Allocution du Premier Ministre au Senat
Le Premier ministre, Chef du gouvernement, Raymond Ndong Sima, répondant à une interpellation du Senat, a exposé, le 26 novembre 2013, sur les différents sujets portés à son attention et donc voici le contenu :
Madame le Président du Sénat,
Vénérables Sénateurs,
Mesdames et messieurs.
Par lettre en date du 18 novembre 2013, vous m'avez notifié la décision de la Conférence des Présidents du Sénat de procéder à l'organisation d'une séance plénière ce mardi 26 novembre 2013, consacrée aux questions orales avec débats sur l'insalubrité de la commune de Libreville et sur la prévention des catastrophes naturelles. Votre lettre précise que cette décision est intervenue après avoir entendu le Maire de Libreville en raison de l'approche multisectorielle de la gestion des ordures ménagères.

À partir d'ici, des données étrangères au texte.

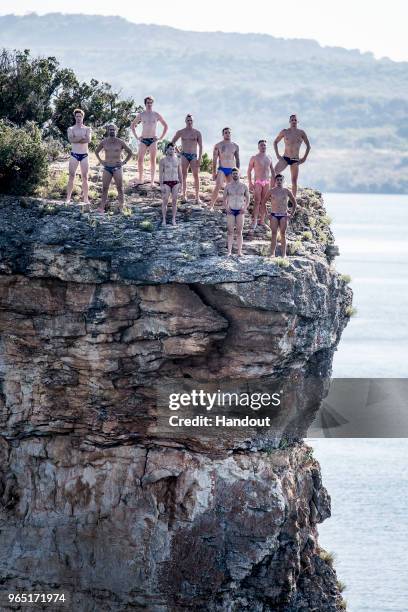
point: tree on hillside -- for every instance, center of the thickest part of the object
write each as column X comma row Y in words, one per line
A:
column 99, row 103
column 28, row 86
column 23, row 158
column 37, row 89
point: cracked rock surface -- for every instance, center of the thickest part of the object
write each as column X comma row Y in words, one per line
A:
column 96, row 317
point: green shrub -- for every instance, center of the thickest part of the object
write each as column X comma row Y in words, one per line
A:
column 54, row 148
column 146, row 226
column 23, row 159
column 327, row 556
column 282, row 262
column 206, row 163
column 295, row 247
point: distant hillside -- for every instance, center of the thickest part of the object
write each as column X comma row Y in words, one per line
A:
column 354, row 107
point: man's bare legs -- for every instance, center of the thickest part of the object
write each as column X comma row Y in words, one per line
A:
column 152, row 154
column 118, row 178
column 239, row 221
column 174, row 194
column 235, row 226
column 84, row 164
column 294, row 172
column 281, row 165
column 184, row 169
column 72, row 169
column 106, row 181
column 195, row 169
column 260, row 195
column 140, row 161
column 165, row 200
column 275, row 225
column 230, row 233
column 220, row 181
column 262, row 205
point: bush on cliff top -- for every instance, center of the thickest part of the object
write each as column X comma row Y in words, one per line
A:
column 23, row 159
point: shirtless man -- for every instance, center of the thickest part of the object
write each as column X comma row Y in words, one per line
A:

Je me présente donc ici, ainsi que vous l'avez demandé, accompagné de plusieurs membres du Gouvernement, deux de ceux que vous avez listés étant cependant en mission hors du pays. Ma réponse commencera par le premier point que vous avez soulevé : l'insalubrité de la ville de Libreville, elle abordera dans une seconde partie la prévention des catastrophes naturelles.
I. Insalubrité de la commune de Libreville
L'audition du Maire de la Commune de Libreville lui a donné l'opportunité de vous faire un exposé dans lequel il a passé en revue l'historique de la collecte des ordures ménagères à Libreville et les solutions techniques retenues à cet effet, en l'occurrence la convention de concession signée entre l'Etat Gabonais d'une part, la Mairie de Libreville et la société SOVOG d'autre part.

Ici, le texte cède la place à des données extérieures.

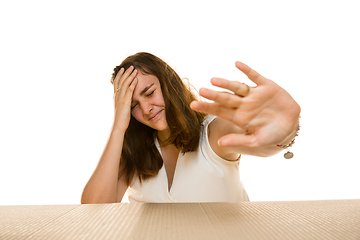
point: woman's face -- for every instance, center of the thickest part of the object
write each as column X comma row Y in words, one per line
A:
column 148, row 106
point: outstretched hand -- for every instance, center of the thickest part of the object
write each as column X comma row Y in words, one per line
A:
column 266, row 113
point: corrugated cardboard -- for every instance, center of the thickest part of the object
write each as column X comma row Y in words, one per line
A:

Cette solution, pour différentes raisons qui tiennent peut-être à l'exécution dilettante des termes de la convention par le concédant ou bien à des défaillances techniques du concessionnaire, n'a pas été performante.
Bien avant le Maire de la Commune de Libreville, le Ministre de l'Intérieur de la Sécurité Publique, de l'Immigration et de la Décentralisation avait été auditionné, à ce sujet, à l'Assemblée Nationale le 24 octobre 2012 et le 07 juin 2013.

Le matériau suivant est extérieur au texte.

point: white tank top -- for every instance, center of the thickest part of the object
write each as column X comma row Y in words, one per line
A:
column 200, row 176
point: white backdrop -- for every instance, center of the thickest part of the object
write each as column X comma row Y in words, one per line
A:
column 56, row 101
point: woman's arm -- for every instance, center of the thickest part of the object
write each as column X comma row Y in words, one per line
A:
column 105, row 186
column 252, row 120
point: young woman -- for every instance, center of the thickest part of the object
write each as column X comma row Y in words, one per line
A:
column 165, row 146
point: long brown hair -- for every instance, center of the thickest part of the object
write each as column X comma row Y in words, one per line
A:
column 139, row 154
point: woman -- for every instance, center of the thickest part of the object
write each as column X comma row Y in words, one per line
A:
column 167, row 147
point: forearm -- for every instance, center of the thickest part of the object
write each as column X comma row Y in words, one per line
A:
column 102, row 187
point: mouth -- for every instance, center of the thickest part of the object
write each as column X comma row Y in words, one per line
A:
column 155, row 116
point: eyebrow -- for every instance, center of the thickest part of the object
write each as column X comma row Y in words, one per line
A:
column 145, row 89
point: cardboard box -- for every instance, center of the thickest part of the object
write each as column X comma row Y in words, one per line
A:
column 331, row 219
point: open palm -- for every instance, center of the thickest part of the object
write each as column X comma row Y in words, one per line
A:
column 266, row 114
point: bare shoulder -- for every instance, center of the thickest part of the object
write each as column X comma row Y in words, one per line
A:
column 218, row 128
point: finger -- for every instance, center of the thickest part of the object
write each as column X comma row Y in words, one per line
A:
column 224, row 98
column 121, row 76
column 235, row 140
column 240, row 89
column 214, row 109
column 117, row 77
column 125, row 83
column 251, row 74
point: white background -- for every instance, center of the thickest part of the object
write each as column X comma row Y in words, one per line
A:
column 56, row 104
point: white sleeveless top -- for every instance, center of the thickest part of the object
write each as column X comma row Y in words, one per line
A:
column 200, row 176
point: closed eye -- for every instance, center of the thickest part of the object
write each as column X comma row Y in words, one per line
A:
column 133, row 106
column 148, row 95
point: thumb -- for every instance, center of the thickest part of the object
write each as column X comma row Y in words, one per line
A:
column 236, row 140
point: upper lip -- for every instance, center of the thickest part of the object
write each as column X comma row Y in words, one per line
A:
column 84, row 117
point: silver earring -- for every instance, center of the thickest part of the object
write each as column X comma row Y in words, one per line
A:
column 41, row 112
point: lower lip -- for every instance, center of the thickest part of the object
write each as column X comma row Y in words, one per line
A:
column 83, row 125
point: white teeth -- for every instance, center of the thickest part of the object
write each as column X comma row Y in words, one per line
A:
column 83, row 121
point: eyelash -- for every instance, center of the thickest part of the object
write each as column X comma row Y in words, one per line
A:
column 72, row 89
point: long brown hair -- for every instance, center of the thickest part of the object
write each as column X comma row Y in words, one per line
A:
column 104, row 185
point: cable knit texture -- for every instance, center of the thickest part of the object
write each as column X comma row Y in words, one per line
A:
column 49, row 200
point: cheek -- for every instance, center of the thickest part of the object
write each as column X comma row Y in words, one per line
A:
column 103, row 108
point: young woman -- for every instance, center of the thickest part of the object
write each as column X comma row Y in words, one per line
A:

Suite à ces auditions, le Gouvernement a lancé, en octobre 2012,puis en juin 2013, deux plans d'urgence qui ont connu des fortunes diverses. De toute évidence, l'audition de ce jour traduit votre insatisfaction et le besoin d'une perspective acceptable dans la conduite future de ce dossier.
Permettez-moi de rappeler que ce dossier a été le premier que j'ai ouvert dès mon arrivée à la primature. Son examen m'a conduit à plusieurs observations dès le mois de mai 2012. J'ai notamment relevé que :
1. cette convention de concession était particulièrement favorable au concessionnaire ;
2. sa dénonciation serait laborieuse ;
3. son champ d'application était largement dépassé en raison de l'évolution démographique de la ville de Libreville et de ses prolongements ;
4. les ressources affectées à la collecte et au traitement des ordures étaient insuffisantes.
Partant de ce dernier constat, j'ai estimé que l'Etat devait s'impliquer un peu plus dans le capital de SOVOG pour :
1. avoir l'accès à l'entièreté de l'information relative à la gestion de cette société ;
2. avoir la possibilité de peser sur ses décisions de gestion ;
3. mieux organiser le traitement de ce dossier dans la perspective de son extension à l'ensemble du pays.
Ma proposition s'appuyait sur les dispositions de la loi n° 15/96 du 6 juin 1996 dans son troisième chapitre relatif au fonds de péréquation des collectivités locales et en particulier ses articles 220 à 222. Elle visait dans un premier temps, à recapitaliser la SOVOG et, ultérieurement, s'agissant de ressources communes à toutes les collectivités, à étendre ses activités de collecte et de traitement des ordures dans toutes les communes du pays.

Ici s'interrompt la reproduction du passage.